Architecture’s Bodies: Agency and Biopolitics

The aim of this seminar is to think carefully about how bodies engage with architecture and the built environment. In examining relationships between ideological constructions of the modern “subject” and the physical constructions that house those subjects, we will explore how architecture mediates between the body and the body politic. We will look at how the philosophical project of bio-politics necessitates an understanding of architectural space, and how differences in built space necessarily results in differences in how political power is able to lay claim on the body. Concurrently, we will be paying special attention to the ways in which architecture can allow for individual agency, and produce resistance to embedded structures of power. Topics within this broad frame will include civil rights and rights discourse, theories of race and gender, citizenship, and technologies of life and death. Our historical focus will cohere around select episodes in the Atlantic world from the 18th to 21st centuries.

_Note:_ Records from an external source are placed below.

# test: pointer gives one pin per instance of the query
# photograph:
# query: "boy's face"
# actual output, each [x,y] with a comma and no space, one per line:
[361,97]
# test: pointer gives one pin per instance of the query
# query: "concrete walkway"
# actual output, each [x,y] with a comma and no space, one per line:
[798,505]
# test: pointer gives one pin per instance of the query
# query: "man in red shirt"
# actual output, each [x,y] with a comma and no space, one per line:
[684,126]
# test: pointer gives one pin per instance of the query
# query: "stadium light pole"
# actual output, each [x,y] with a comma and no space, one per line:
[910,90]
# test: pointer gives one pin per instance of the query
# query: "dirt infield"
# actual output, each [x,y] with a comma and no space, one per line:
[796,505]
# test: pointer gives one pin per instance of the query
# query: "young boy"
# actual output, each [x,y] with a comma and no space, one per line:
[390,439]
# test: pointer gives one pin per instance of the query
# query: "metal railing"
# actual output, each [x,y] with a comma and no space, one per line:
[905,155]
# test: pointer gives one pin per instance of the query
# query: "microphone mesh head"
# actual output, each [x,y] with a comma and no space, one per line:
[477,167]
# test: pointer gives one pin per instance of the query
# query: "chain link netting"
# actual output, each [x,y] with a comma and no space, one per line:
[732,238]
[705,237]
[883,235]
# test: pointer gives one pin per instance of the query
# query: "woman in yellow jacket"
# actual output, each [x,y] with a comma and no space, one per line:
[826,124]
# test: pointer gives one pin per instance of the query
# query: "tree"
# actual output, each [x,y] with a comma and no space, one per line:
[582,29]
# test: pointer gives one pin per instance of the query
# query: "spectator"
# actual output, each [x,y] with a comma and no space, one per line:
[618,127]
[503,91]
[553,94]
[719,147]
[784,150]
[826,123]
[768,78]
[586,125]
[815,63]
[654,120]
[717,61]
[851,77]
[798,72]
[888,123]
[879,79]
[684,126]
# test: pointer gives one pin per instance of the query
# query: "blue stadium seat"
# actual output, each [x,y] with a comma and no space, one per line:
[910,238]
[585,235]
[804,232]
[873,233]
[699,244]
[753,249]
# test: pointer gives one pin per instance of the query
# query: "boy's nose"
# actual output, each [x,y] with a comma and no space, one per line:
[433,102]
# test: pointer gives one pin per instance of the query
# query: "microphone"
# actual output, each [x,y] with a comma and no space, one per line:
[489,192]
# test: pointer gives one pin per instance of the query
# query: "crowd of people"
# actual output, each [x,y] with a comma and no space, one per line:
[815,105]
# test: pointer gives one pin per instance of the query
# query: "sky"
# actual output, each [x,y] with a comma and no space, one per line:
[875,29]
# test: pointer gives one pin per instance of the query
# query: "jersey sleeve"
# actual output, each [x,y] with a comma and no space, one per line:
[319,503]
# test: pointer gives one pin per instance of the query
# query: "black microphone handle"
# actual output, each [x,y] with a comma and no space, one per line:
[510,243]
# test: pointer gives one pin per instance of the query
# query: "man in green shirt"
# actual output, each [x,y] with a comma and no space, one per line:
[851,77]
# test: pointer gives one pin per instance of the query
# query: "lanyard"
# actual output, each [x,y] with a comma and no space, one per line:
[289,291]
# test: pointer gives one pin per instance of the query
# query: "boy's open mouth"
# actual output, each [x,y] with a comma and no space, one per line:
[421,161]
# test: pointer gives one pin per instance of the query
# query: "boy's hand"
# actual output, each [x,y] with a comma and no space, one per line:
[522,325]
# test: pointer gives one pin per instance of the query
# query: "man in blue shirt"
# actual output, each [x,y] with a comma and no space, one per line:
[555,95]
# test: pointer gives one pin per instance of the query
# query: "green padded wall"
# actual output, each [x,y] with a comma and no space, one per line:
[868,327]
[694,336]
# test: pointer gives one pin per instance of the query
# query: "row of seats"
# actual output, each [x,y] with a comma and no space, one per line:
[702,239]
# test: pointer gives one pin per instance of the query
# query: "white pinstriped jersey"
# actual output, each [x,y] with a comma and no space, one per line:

In an explicit departure from architectural discourses that have perhaps framed the human experience as homogeneous, we will begin from the premise that the human body’s relationships with architecture cannot be reduced to a singular idealized frame. A particular aim of this course will be to attend to the ways in which differences in race, gender, class, age and ability affect access to, and the experience of, the built environment. Through theoretical and historical texts, we will consider the lived-experience of subjects and the ways in which subjects are governed and guided by their world. The semester will be structured around a series of spaces in the built environment of varying scales. These will include: the ramp, the elevator, the hold; the bathroom, the kitchen, the plantation; the examination room, the field, the office campus, the public park. Throughout, we will aim to think about these spaces and their associations with bodies in multiple ways. We will ask: what role has architecture played in the transformations of biological bodies into political bodies? And, concurrently, by what means does the built environment allow for, encourage, or preclude individual agency?

This is a reading seminar, focused on in-class discussions of assigned texts. In addition, each week will focus on one or more primary documents related to that week’s architectural object—ie, the ADA Accessibility Code; a broadsheet describing slave ship; recent “bathroom bill” legislation, etc. Assignments will be structured as short progressive writing exercises, culminating in a final research paper or annotated bibliography.